Someone else’s shoes
Metaphorically wearing other people’s shoes can help us understand them better… but what if they don’t fit?
“Before you criticize someone, you should walk a mile in their shoes. That way when you criticize them, you are a mile away from them, and you have their shoes.” Undoubtedly excellent advice, and quite funny to boot, from humorist and comedian Jack Handey (in a 1991 episode of the TV show Saturday Night Live). But it is of course a riff on a much older piece of common wisdom, encouraging us to see things from someone else’s viewpoint, before we find fault. Are we any good at actually doing that?
Many of us have probably uttered the words “If I were you” more than a few times. There is a movie by that name, and a (humorous, again) podcast, and if you google the phrase you find more than 38 million hits. At first sight, this would suggest that there is plenty of putting on other people’s shoes going on. But when we say these words, what do we actually mean? Are we truly seeking to understand the other person’s perspective and situation?

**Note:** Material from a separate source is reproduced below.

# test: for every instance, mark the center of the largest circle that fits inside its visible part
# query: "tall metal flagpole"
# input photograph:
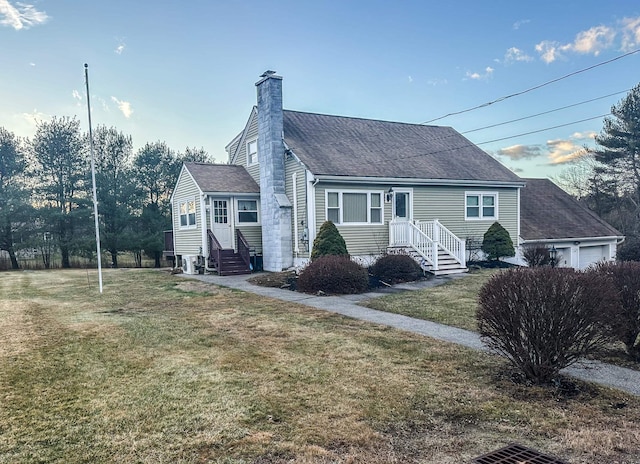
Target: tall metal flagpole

We’re all better than average
Unfortunately we are prone to a few annoying cognitive quirks that may complicate matters a little. We tend to judge situations and behaviour by our own standards — this is called egocentric bias. Not only are we evidently more familiar with how the world looks through our own eyes, but we also believe that our capacity for evaluating it is superior to that of others. Our view is the best view and the only right view. This is a case of the Lake Wobegon effect (or illusory superiority), after the fictional town in the work of Garrison Keillor, where “all the women are strong, all the men are good looking, and all the children are above average.”
Egocentric bias makes us believe that others will find a TV sitcom as funny (or as awful) as we do, have the same opinion on exotic food, popular music or cars — and if they don’t, then they bloody well should. We are looking for validation of our beliefs, and the knowledge (even if only in our imagination) that others share what we think does that perfectly.
We are also prone to commit the Fundamental Attribution Error. Philosopher Cristina Bicchieri describes it as “the tendency to believe that what people do reflects who they are.” When we judge other people’s behaviour, we ascribe it to their character, rather than to external and situational factors. If someone you’ve emailed fails to respond, it’s because they’re an inconsiderate so-and-so, devoid of basic manners; but when we haven’t yet replied to someone else’s email, it’s because we are so incredibly busy. It’s just so much easier to reduce others’ actions and motives to who they are, rather than to consider all the circumstantial reasons that could be behind their behaviour.
That also leads us to believe that our successes are the result of our attitude, our hard work and our diligence in making decisions (and to overlook the role of good fortune). If others end up with problems, it’s because they don’t apply themselves in the same way, and what they should really do is take a leaf out of our book. As author Sandra Newman tweeted: “Rich people believe that, if they were poor people, they would be rich.”
So when we say “If I were you”, it’s not entirely surprising that we are probably more intent on impressing our own views and values on the other person, and giving them the benefit of our superior advice, than on trying to appreciate the full extent of their situation before we pass judgement.
Drop the shortcuts
Are we therefore doomed to misunderstand each other forever more? Not if we choose to think a bit differently when we observe others.
Rather than starting our reasoning from what we would do “if we were them”, we can take another angle. What if we thought instead, “in what circumstances would I act in the same way?” When a driver cuts you up, don’t just conclude he is an egotistical barbarian. Instead think about the kind of situation that would make you do the same — is your wife about to give birth and are you rushing to the hospital, or are you hurrying to catch the last plane? If your brother cannot make a long standing family get-together because he’s going to a colleague’s funeral, don’t feel vexed that he puts a workmate above his family. Instead, imagine the kind of person whose death would be so upsetting to you that you’d pull out of a rare family gathering to attend their funeral service.
When you judge someone’s decisions, be it your neighbour, a colleague, or a political or a business leader, try to look beyond ideology and stereotypes, and envisage in what context your decisions might not be all that different.
Mental shortcuts are an easy way to make sense of the world around us: our view is the correct view, and when others behave in a way we dislike, it is a sign of their true character. Imagining the complex reasons behind the behaviour of others is a bit harder — walking in other people’s shoes can be uncomfortable if they’re not a good fit.
But if dropping these mental shortcuts is the small price we can pay to understand our fellow human beings a bit better and respect their choices, isn’t it worth it?